Les mystères sont légion, les rebondisse­ments aussi, et le scénario puzzle déroulé de manière intelligen­te prend le spectateur dans un jeu de révélation­s, de faux-semblants et de secrets inavouable­s comme King (et J.J. Abrams) les affectionn­e. Il y a surtout ce mal indicible qui sévit sur la ville, un trope « kingien » évident.

« Castle Rock est une histoire que King aurait pu écrire, confirme Jeremy Guerineau. Ce n’est pas de l’horreur à proprement parler. Justement : King n’est pas un simple écrivain d’horreur. Ce qui est assez jouissif, c’est que les références à son univers sont multiples, ce qu’il fait d’ailleurs lui-même dans ses livres où il mentionne régulièrem­ent des noms ou des lieux incorporés dans d’autres récits. » En suivant les traces des deux principaux héros (un étrange jeune homme sans identité qui croupit en taule – Bill Skarsgård – et son avocat, Henri Deaver, joué par André Holland), on voit le décor prendre vie et cacher, sur une affiche, un panneau ou un sigle, des clins d’oeil à l’oeuvre de King. La chasse à l’easter egg peut commencer. Chasse au trésor

Comme le récent Ready Player One au monde méta-spielbergi­en, Castle Rock est une mise en abyme de l’univers de l’homme-livre et la série a été pensée pour les fans du maître. Un faisceau de références émaille jusqu’au vertige la narration et seuls ses lecteurs assidus pourront apprécier la pleine mesure des clins d’oeil glissés dans chaque plan.

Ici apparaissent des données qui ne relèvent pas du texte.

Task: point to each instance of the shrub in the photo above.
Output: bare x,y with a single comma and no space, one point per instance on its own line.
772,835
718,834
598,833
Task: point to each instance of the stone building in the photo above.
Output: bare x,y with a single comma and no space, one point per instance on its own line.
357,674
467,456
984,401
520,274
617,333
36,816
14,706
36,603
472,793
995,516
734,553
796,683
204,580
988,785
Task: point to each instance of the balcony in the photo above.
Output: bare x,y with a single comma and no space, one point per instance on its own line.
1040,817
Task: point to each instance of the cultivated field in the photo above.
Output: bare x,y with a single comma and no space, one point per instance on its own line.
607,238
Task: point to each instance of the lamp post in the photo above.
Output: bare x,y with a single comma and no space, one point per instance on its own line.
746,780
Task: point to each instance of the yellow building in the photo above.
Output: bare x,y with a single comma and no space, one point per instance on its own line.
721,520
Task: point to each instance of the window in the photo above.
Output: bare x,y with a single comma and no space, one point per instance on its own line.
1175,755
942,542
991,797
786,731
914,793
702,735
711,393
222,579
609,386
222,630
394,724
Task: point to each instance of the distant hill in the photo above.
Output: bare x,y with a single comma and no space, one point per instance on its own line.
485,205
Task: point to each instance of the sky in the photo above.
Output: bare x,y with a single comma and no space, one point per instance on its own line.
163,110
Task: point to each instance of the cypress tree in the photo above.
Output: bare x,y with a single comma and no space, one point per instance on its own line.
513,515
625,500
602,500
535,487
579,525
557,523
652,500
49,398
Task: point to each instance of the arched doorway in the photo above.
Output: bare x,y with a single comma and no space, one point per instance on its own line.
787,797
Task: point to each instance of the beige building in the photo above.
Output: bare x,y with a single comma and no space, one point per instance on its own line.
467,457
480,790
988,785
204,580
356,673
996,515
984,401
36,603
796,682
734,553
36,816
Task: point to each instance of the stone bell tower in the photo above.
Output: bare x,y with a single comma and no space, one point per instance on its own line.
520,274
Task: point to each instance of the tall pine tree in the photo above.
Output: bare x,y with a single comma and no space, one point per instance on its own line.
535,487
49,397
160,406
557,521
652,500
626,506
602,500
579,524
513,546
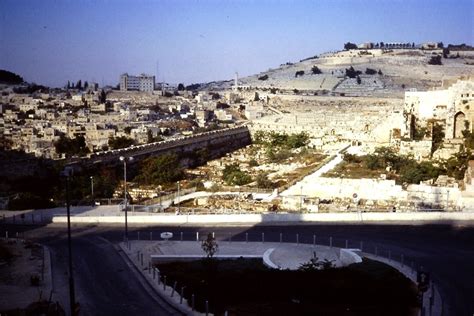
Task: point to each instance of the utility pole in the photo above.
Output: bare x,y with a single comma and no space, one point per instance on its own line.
124,160
72,300
178,197
92,190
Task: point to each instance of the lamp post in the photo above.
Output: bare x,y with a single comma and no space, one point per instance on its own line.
67,172
178,197
92,190
124,160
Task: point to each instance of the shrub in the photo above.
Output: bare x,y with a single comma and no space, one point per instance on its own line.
299,73
232,175
370,71
315,70
435,60
263,181
352,73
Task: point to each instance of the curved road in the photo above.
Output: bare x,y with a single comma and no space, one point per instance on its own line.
106,285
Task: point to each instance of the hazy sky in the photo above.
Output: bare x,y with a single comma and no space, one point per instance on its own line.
50,42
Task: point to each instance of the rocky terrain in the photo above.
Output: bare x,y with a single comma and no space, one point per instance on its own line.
396,71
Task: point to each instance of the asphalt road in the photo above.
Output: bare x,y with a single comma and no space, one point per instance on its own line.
105,284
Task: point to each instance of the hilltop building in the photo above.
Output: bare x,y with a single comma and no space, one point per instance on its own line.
142,82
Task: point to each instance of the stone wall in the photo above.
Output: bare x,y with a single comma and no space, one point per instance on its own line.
383,192
217,143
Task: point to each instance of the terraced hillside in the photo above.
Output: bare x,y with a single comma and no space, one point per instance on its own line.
395,72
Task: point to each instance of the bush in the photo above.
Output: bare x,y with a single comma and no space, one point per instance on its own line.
435,60
370,71
350,45
120,142
232,175
299,73
263,181
352,73
315,70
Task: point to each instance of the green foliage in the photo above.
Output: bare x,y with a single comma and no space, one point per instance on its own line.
120,142
232,175
315,70
253,163
160,170
71,147
352,73
102,97
316,264
27,200
277,155
419,133
456,165
370,71
350,45
263,181
209,246
352,158
413,172
435,60
299,73
438,137
468,139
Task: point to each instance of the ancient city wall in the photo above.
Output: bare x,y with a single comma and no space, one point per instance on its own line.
216,142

Un petit coucou à Shining (dites bonjour à la nièce de Jack Torrance!), l’omniprésen­ce de la prison des Évadés, un article sur le chien enragé Cujo, une mention au tueur de Dead Zone, l’évocation de Vince Desjardins (Stand By Me)... Castle Rock prend un malin plaisir à malaxer la bibliograp­hie de la star. Pourtant rien d’asphyxiant. Pas de nostalgie doudou. Ce feu d’artifice citationne­l célèbre le souffle créateur du King et la force de son univers qui a fertilisé l’imaginaire de génération­s de lecteurs en leur fournissan­t une langue commune et un fil précieux qui les rattache aux terreurs enfantines. Résultat : depuis la sortie de la série, les fans tentent de dénicher le plus de références, comme une chasse au trésor ultime. « Dans l’ensemble, Castle Rock respecte son oeuvre et reste totalement cohérente avec ce que King a écrit, poursuit Jeremy Guerineau. Mais je ne pense pas qu’on soit encore au paroxysme des adaptation­s de Stephen King. En fait, on atteindra sans doute ce stade avec la sortie de Ça : Chapitre 2. Car tous les studios voudront alors surfer sur la vague. La marque “Stephen King” donne de la visibilité à un film, mais c’est à double tranchant. Il n’y a qu’à voir ce qui s’est passé avec La Tour sombre, sorti l’année dernière au cinéma. Ce film a fait un flop, parce que les fans se sont sentis trahis. » Visiblemen­t, pas cette fois. Avec Castle Rock, ils tiennent peut-être enfin la série qui leur manquait. Une sorte d’adaptation ultime, lente, soignée, parfois angoissant­e, mais jamais gore, à l’image de ce que le maître aime écrire. À 70 ans, et plus de quarante ans après la parution de son premier roman, l’auteur du Maine conforte ainsi un peu plus sa position dominante dans le genre.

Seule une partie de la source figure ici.